Anthropology has many sub-specialties, one of which is cultural anthropology. Generally speaking, anthropology is the study of humans, but more than that, it studies how they interact with each other and their environment. A background in anthropology benefits an author because that knowledge can be used to make stories feel more real.
Cultural anthropology looks more closely at the differences between people and their cultures. Cultural anthropologists study how the culture shaped the world around them. For example, a cultural anthropologist would examine how Jewish and Muslim cultures are alike and different, how religion shapes everyday life within the culture and how those in the culture align their religion with their world view.
Another example of cultural anthropology could be a study of how people of certain localities may have different ideas about what foods are the best, or which sports teams one should root for. Everyone has a favorite food, yes, but certain cultures may have full menus of foods that are perceived as better than others. Sports teams tend to have fans that follow them no matter if they are home or on the other side of the globe. The abundance of sports bars shows just how much people enjoy being part of team culture.

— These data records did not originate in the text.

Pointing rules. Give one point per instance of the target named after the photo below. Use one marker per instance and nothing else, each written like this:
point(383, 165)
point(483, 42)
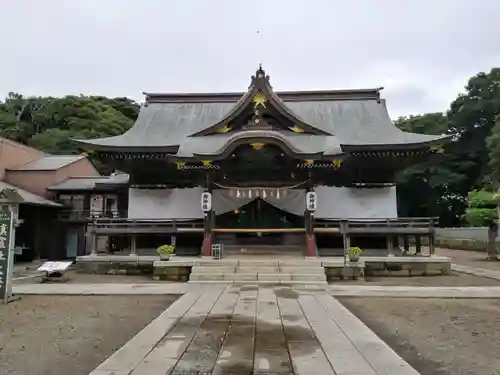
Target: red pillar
point(207, 245)
point(311, 245)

Studying how people interact can inform an author’s craft and help the writer further explore the relationships of the characters. If you have characters that devoutly follow certain religions then there could be conflict between them because of the differences. Characters could come together over a shared meal and learn something about the other’s past because they both like pizza, but only deep dish! The characters may be fans of sports teams, and shouting at each other across the bar, only to realize they both like the same niche beer–and that they have more in common than they thought. Understanding how different cultures express themselves in the world around them allows for a more developed character and a better book for you!